Having been asked twice now to write a rant for Photofile, I guess I should be honoured to be regarded as a deliverer of rants. Well, better to be a ranter than a numbed curator or drained editor who writes bland over-arching descriptions of grouped artists in a failed attempt to conjure forth a pseudo-zeitgeist logic to explain a curatorial/editorial impulse.

A hysterical example from the 2008 Biennale of Sydney free guide: “Sam Durant’s work takes a critical view of social, political and cultural issues, and explores the varying relationships between popular culture and fine art.” Really? I read this sentence – enlarged as break-out text in the layout – laughing and vomiting simultaneously.

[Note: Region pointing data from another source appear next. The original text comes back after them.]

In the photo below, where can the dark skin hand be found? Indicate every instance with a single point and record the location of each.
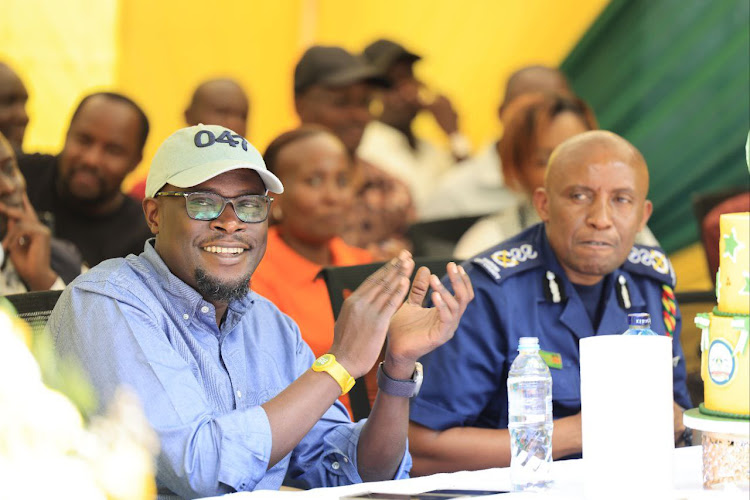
(27, 244)
(376, 309)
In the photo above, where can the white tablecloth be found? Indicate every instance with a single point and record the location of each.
(568, 477)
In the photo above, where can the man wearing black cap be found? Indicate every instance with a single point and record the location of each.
(333, 88)
(390, 143)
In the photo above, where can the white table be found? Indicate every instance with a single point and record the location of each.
(568, 477)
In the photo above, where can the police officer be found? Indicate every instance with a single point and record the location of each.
(574, 275)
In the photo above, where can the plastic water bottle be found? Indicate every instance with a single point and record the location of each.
(639, 324)
(530, 418)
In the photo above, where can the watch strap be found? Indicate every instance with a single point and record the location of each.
(398, 387)
(327, 363)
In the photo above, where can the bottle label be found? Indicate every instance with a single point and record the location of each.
(552, 359)
(720, 362)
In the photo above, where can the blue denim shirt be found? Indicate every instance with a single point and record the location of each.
(131, 321)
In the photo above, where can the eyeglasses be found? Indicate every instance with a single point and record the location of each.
(209, 206)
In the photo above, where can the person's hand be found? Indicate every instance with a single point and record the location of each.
(416, 330)
(27, 244)
(444, 114)
(362, 325)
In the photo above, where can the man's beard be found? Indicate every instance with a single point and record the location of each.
(214, 290)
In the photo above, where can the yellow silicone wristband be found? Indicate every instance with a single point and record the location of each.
(327, 363)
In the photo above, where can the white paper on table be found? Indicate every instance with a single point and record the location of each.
(627, 415)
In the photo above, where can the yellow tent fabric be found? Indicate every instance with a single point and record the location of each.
(156, 52)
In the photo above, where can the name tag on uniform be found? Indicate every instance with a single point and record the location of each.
(553, 359)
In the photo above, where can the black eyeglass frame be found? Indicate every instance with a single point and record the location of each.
(224, 201)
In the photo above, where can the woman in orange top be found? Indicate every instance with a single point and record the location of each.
(314, 167)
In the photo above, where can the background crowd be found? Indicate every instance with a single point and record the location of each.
(374, 145)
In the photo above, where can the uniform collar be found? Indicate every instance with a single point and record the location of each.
(574, 314)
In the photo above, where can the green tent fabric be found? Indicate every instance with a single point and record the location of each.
(673, 77)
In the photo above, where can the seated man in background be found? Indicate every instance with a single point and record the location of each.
(574, 275)
(30, 259)
(13, 117)
(333, 88)
(389, 141)
(77, 193)
(476, 186)
(220, 101)
(315, 169)
(235, 395)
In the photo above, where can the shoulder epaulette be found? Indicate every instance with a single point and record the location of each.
(651, 262)
(507, 259)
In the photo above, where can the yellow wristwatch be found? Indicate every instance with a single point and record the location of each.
(327, 363)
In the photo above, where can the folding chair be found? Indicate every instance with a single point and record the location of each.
(35, 307)
(341, 281)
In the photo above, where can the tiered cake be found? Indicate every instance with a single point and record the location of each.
(725, 366)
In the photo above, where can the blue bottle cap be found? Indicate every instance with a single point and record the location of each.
(528, 343)
(639, 320)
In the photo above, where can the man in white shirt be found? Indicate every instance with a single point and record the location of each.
(30, 259)
(476, 186)
(390, 143)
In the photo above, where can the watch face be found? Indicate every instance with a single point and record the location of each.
(321, 361)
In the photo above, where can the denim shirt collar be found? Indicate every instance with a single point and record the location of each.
(187, 298)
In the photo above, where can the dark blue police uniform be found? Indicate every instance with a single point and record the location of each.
(522, 291)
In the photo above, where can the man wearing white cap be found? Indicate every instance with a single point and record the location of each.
(235, 395)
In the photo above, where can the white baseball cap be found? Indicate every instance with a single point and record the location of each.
(196, 154)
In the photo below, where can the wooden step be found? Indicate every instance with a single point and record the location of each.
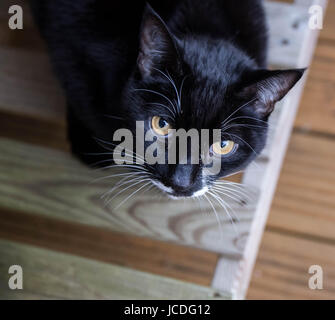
(50, 275)
(46, 182)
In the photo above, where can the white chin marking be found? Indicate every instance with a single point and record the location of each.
(169, 190)
(161, 186)
(200, 192)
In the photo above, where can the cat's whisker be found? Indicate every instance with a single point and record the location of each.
(121, 183)
(224, 206)
(128, 174)
(181, 90)
(140, 180)
(238, 189)
(216, 216)
(165, 107)
(245, 117)
(228, 193)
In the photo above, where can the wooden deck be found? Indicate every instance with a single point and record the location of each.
(301, 227)
(42, 222)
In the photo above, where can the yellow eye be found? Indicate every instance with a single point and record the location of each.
(160, 125)
(223, 147)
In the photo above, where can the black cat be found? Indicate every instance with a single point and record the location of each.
(172, 64)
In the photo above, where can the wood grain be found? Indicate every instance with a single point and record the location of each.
(305, 197)
(161, 258)
(53, 275)
(281, 271)
(53, 184)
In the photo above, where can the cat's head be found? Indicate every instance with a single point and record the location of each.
(192, 82)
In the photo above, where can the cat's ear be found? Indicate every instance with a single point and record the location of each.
(158, 48)
(268, 87)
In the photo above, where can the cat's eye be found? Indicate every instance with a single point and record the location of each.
(224, 147)
(160, 125)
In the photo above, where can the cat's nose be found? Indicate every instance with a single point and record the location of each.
(182, 177)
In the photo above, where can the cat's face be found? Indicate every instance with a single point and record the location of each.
(200, 84)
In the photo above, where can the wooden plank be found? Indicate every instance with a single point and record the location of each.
(281, 271)
(305, 197)
(318, 101)
(47, 274)
(51, 183)
(26, 128)
(161, 258)
(269, 167)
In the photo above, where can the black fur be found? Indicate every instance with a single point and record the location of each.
(104, 50)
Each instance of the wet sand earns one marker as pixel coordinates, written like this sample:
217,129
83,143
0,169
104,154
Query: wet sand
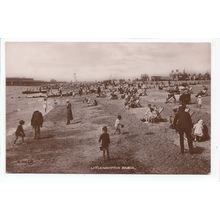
141,148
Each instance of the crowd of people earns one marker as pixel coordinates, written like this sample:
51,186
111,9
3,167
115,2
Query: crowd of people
131,92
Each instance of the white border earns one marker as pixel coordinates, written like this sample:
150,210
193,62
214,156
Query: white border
214,174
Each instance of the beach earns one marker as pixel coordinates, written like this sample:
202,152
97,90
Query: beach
142,148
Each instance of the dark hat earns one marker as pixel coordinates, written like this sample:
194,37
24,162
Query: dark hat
21,122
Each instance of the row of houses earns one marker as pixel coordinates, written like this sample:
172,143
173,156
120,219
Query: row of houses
17,81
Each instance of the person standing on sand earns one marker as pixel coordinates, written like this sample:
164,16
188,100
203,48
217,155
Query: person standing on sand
45,105
20,131
105,141
37,123
183,124
199,101
118,125
69,112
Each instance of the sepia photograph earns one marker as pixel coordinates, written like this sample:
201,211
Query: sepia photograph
108,107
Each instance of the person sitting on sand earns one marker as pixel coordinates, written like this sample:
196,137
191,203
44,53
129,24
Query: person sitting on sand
118,125
200,131
170,95
20,131
104,139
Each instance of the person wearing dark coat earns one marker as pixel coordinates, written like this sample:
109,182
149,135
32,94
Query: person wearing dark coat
37,123
183,124
69,112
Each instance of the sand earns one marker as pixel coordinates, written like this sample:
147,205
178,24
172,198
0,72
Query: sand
142,148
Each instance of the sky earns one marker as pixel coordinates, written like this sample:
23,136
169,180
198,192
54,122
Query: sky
97,61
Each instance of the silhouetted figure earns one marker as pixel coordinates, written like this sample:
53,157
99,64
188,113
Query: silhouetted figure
183,124
37,123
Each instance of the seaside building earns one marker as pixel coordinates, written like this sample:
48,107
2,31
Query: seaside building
17,81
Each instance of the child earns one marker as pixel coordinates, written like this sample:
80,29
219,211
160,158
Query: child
118,125
199,101
45,105
20,131
105,141
198,130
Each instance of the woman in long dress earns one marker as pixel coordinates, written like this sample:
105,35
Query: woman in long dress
69,112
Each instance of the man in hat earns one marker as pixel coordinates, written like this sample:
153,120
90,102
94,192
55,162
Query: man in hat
20,131
37,123
183,124
69,112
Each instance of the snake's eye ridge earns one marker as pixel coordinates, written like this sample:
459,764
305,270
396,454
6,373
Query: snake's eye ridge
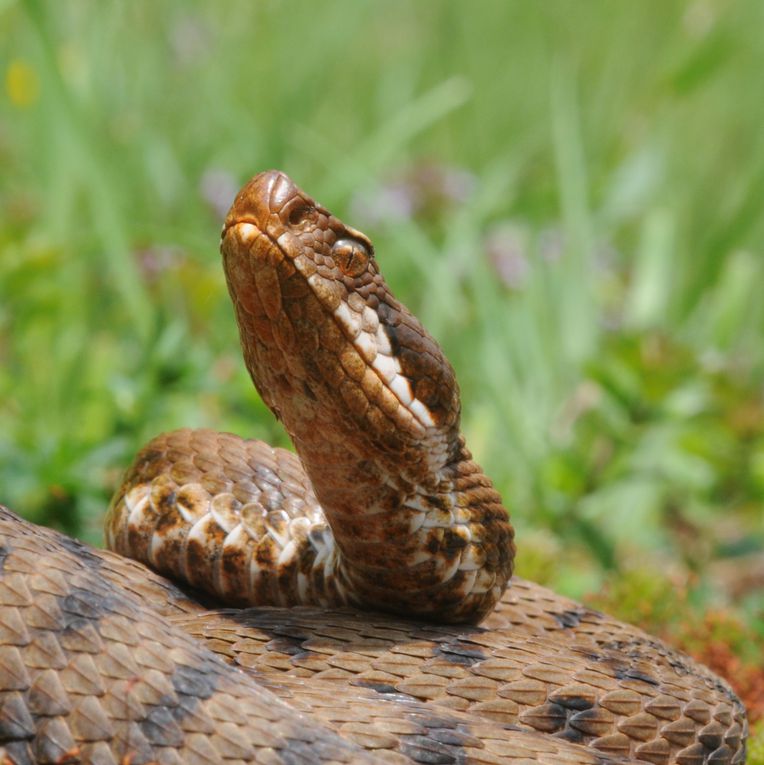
299,213
351,256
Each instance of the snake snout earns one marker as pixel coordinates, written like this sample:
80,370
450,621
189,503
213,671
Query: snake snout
262,202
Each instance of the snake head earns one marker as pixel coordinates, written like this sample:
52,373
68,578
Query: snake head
325,341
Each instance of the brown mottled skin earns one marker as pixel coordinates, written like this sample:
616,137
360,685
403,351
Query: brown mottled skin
102,660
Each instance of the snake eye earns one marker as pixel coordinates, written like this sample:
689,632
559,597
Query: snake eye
351,256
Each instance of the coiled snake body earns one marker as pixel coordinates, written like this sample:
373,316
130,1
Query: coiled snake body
102,660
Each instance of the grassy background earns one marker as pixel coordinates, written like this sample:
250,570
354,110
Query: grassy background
568,194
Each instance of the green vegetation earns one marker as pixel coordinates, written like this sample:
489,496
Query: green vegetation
568,194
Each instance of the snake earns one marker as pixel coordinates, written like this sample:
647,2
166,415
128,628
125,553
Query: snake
351,601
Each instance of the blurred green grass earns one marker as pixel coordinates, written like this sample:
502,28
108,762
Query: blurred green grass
568,194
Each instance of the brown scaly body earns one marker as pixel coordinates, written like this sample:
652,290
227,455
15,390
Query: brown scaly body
384,510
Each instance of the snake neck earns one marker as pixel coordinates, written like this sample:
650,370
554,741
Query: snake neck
372,406
438,548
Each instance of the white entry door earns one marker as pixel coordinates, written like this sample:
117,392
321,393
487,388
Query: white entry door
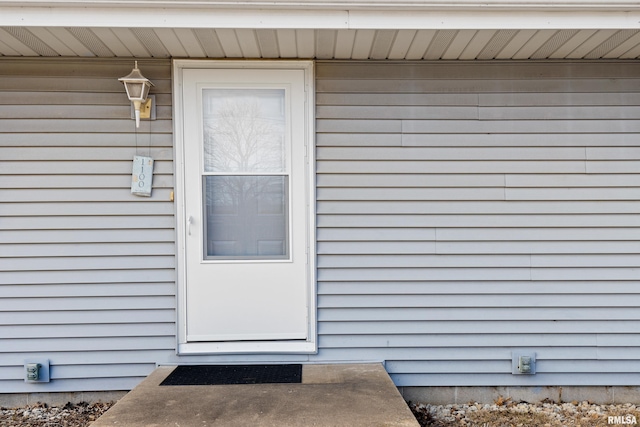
246,198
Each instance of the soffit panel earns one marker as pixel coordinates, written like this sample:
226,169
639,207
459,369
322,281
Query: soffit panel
377,44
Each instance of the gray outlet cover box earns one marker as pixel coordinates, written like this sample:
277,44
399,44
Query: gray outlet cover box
523,363
36,371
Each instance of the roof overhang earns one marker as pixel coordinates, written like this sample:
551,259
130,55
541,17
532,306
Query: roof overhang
347,29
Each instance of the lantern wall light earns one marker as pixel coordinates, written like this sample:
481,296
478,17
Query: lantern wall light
137,87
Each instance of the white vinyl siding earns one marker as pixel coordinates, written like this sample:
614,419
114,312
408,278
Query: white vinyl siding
86,269
464,211
469,210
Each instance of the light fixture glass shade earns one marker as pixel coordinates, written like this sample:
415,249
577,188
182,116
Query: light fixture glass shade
137,87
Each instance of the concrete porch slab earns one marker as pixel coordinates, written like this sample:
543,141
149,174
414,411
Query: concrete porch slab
329,395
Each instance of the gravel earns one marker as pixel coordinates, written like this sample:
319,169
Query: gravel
42,415
502,413
505,413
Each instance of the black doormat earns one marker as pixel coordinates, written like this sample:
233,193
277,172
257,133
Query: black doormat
234,374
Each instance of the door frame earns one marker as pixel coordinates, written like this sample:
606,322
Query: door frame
281,346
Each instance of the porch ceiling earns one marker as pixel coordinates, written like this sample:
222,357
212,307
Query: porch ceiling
494,29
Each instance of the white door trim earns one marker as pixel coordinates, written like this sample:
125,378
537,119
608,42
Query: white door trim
282,346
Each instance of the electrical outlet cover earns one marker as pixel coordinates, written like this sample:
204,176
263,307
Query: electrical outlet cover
516,357
43,371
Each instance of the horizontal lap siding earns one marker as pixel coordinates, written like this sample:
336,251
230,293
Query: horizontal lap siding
466,211
87,271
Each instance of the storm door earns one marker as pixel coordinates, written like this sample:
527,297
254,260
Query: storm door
245,205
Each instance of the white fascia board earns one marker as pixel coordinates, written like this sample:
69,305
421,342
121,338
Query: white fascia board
116,17
494,20
339,4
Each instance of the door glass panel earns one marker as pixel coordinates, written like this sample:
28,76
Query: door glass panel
246,217
244,130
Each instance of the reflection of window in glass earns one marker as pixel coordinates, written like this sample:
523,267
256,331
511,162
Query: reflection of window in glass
244,130
247,216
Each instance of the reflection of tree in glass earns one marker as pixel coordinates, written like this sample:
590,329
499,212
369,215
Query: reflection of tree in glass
240,137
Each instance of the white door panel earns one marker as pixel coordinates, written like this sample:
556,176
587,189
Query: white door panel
246,203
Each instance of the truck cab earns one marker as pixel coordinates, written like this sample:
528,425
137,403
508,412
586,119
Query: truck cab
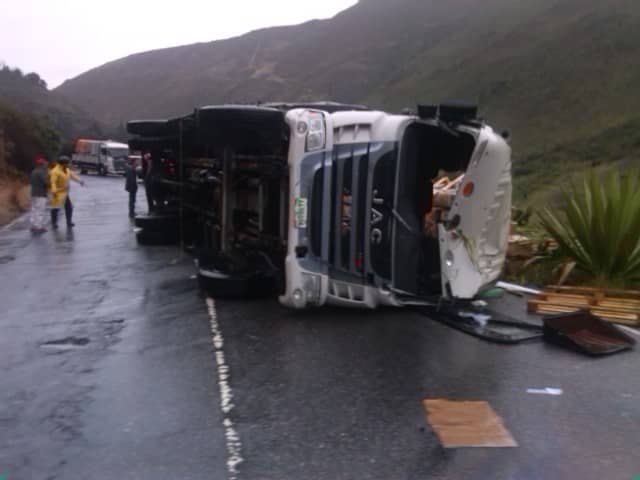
335,204
365,228
101,156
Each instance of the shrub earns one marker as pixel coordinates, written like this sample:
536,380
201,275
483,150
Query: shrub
598,227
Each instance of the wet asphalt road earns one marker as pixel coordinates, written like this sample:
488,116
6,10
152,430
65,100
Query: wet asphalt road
129,387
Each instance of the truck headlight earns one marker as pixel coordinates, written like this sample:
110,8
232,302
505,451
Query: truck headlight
311,285
316,134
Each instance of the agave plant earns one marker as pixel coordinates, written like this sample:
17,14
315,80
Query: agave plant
598,227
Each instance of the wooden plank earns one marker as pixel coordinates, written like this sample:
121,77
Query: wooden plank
572,300
613,292
617,316
621,302
542,306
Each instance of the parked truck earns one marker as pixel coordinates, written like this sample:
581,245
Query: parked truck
331,204
101,156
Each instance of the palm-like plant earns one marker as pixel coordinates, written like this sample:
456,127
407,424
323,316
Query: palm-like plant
598,227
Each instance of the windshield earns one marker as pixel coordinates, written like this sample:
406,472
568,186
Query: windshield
118,152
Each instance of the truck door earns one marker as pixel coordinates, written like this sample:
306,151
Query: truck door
473,238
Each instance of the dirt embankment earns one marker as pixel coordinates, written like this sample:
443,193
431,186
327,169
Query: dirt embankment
15,198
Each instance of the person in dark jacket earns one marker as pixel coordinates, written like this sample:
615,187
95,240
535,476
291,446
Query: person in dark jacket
147,176
131,185
39,191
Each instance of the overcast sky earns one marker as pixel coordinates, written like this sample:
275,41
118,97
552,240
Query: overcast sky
60,39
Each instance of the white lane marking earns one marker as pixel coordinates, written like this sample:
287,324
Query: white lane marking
234,445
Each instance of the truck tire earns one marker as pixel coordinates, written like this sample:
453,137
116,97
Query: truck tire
241,275
219,284
157,222
151,237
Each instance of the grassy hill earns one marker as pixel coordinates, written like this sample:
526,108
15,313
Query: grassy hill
28,94
557,73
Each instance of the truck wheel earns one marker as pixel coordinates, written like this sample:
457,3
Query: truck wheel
220,284
150,237
158,223
241,275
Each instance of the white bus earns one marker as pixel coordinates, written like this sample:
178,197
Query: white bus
323,204
101,156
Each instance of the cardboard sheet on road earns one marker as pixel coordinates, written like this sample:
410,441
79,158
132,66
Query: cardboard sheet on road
467,424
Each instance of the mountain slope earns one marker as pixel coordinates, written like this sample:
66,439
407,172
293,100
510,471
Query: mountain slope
553,71
28,94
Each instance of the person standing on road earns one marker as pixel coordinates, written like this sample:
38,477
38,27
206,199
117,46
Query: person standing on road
147,174
59,186
39,189
131,185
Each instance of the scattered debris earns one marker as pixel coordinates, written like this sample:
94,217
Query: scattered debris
632,331
485,324
618,306
64,344
545,391
513,288
467,424
587,333
491,292
481,318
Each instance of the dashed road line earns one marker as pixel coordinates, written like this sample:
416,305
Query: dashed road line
234,445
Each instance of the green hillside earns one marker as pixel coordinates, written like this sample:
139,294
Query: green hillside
557,73
28,94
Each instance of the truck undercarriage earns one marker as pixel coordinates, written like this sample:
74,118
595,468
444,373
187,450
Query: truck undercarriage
325,203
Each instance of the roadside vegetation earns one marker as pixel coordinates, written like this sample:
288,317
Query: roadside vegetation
591,235
22,138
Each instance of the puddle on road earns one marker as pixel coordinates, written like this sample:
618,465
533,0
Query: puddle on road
64,344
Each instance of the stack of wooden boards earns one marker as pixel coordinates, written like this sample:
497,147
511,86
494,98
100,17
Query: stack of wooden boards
618,306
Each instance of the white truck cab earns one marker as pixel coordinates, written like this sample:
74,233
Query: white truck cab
361,191
334,204
101,156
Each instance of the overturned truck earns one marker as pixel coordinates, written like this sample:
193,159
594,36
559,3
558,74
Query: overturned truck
328,203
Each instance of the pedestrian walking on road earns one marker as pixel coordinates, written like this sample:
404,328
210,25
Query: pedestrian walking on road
39,190
147,175
59,177
131,185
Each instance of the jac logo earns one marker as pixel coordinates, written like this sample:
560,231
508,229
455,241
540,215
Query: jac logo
376,217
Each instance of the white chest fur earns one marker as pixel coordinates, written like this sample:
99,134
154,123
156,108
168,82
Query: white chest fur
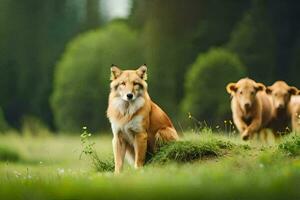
127,129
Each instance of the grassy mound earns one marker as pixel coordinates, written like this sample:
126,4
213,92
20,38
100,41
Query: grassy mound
8,154
188,151
290,145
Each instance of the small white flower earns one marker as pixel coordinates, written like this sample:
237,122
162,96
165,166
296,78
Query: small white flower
261,165
60,171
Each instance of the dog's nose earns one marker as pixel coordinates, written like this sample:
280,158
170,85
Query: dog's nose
280,106
129,96
247,105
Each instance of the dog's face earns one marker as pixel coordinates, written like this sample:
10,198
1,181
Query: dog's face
245,91
281,94
129,84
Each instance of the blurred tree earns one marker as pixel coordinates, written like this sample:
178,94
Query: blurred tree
174,32
266,37
82,75
205,95
294,75
33,35
92,19
254,41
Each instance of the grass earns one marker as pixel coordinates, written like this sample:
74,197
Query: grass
9,154
207,166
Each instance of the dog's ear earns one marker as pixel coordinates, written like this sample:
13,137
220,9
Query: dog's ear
293,90
142,72
269,90
231,88
260,87
115,72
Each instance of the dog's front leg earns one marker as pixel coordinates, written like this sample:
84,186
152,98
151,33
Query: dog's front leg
140,148
119,149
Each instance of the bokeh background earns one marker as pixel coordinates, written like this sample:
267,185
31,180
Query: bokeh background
55,56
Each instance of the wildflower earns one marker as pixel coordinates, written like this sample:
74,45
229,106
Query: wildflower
60,171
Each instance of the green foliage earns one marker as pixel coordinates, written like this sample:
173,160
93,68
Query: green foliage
81,82
253,40
187,151
291,145
205,82
3,124
9,154
89,151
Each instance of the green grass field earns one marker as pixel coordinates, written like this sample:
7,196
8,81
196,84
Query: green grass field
205,165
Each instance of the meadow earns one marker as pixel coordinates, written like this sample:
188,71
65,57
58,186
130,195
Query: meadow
202,165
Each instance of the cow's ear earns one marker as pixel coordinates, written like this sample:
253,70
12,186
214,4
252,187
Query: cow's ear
269,90
231,88
115,72
293,90
260,87
142,72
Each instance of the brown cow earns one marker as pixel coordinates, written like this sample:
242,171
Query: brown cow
250,105
281,94
295,111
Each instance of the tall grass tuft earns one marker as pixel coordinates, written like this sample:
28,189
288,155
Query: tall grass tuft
291,145
90,152
188,151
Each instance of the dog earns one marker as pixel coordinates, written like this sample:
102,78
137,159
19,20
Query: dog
137,122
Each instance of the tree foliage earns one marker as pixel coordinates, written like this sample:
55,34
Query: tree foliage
82,75
205,95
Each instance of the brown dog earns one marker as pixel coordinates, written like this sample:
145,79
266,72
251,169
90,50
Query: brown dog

The claims made, the terms employed, the binaries upheld, the notions conflated – it all reeks of a pathetic belief in art as having currency, relevance, purpose.

Durant’s work for the Biennale – like so much contemporary art which peaked with Mark Wallinger’s Turner Prize-winning State Britain – echoes, quotes and paraphrases the stance of the ranter. As historian Richard Cullen Rath uncovers in his fascinating book How Early America Sounded, ranters were complexly imbedded within the oral/vocal nature of the New World wherein voice and the act of declaration took precedence over all other communication, which did not manage precedence until print dissemination codified societal exchange. The original ranters were not simply ‘expressers of free speech’ but acoustic semes within a non-Eurocentric ethos which was rebuilding its societal interconnections from the most meagre (and Puritanical) of means.